I have been lucky enough to witness (and in some cases be a part of) several overturns of conventional wisdom. I remember hearing how quality “costs money” and “we can’t afford higher quality.” Now, it’s common to think about quality and value perception strategically.
I remember working with factory schedulers where they were driven by measures, such as utilization % and unit cost allocations, to build massive amounts of inventory (some of the consequences of which were quality problems!). Now, it’s common to use Just-In-Time and Theory of Constraints concepts in production planning.

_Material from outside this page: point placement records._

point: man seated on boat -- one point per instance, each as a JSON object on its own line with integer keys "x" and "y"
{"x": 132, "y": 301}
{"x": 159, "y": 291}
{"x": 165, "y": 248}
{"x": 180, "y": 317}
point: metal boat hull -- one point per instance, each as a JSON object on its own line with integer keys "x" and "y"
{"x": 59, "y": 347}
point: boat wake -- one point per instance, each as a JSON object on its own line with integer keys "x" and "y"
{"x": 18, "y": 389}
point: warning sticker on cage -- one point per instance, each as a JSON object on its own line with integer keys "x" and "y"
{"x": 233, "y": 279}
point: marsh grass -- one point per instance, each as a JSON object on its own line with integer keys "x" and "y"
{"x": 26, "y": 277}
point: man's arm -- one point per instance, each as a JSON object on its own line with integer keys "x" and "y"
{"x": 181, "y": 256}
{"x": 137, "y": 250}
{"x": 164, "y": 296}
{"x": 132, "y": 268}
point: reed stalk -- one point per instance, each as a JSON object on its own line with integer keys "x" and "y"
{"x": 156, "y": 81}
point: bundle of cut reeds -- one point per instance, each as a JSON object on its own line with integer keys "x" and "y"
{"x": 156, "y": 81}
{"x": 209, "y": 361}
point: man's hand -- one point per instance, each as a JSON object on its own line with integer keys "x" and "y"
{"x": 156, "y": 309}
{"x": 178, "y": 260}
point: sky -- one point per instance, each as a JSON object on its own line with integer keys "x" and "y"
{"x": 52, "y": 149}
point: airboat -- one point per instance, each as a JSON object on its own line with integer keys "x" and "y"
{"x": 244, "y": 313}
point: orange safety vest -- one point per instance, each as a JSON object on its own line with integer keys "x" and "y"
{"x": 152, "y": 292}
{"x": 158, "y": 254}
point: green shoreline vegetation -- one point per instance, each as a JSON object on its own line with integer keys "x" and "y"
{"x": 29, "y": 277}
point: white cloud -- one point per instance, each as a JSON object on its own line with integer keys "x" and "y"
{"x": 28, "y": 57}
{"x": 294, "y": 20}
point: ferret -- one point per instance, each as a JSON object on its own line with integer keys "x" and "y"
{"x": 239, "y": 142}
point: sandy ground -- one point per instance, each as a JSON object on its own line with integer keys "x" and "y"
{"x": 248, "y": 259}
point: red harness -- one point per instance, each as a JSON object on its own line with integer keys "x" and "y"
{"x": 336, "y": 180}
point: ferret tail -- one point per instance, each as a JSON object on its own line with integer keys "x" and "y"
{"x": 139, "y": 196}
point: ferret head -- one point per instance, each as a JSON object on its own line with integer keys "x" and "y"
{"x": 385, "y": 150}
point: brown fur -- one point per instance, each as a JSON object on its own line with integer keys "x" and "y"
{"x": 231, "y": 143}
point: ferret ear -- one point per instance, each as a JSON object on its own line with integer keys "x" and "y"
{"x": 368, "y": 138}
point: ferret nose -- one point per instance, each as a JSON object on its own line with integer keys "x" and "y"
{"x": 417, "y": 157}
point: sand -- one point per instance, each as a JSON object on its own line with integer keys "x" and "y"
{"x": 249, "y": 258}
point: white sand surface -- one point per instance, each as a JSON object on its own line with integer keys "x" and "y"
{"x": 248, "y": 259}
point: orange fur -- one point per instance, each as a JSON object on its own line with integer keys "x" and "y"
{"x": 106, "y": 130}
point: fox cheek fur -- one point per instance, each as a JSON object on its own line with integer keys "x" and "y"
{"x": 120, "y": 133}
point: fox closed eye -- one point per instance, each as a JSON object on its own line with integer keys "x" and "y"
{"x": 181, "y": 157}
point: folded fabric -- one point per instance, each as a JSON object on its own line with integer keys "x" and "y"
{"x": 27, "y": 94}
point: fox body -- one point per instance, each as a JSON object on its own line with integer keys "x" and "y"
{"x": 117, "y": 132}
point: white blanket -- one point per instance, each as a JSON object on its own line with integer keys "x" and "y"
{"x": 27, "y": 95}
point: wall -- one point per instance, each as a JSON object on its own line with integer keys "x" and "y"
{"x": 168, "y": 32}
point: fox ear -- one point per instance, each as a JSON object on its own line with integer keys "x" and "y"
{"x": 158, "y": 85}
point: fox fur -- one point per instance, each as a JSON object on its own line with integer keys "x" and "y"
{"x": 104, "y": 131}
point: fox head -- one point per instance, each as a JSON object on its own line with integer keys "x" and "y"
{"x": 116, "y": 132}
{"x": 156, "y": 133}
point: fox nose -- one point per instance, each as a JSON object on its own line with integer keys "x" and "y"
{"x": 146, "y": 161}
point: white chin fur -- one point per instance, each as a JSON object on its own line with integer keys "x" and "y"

Our US auto industry is emblematic for this movement. In the early and mid ‘80s I was working with several automotive companies. At this point, the domestic industry still had a dominant market share (in the US), but companies such as Toyota, Nissan, and Honda had made significant gains in share. Remarkably, those Japanese firms weren’t all that secretive in what they were doing. Yet, I saw opportunities to apply these techniques (many of which did not have Japanese origins) repeatedly be ignored by US firms. Now, many of the “heresies” of the past are integrated into the standard practice.
What could account for this strategic myopia? Lots of factors — perhaps years of being big and successful. On the other hand, these people were NOT stupid (of course, there are always exceptions — on all sides). Many of the talented were among the most adamant against the new ideas. I wish I could say that I was very talented AND saw the new “light.” In fact, I was too naive and untrained. For me, the “new” did not have to displace the “old.”
“In the beginner’s mind there are endless possibilities, in the expert’s there are few.”
— Shunryu Suzuki – Zen master
As a consultant and project manager I’ve come to realize that the value my clients and teams receive is often due less to knowing things (but please don’t tell them), and more to being able to “see” new things — and a need to ask questions.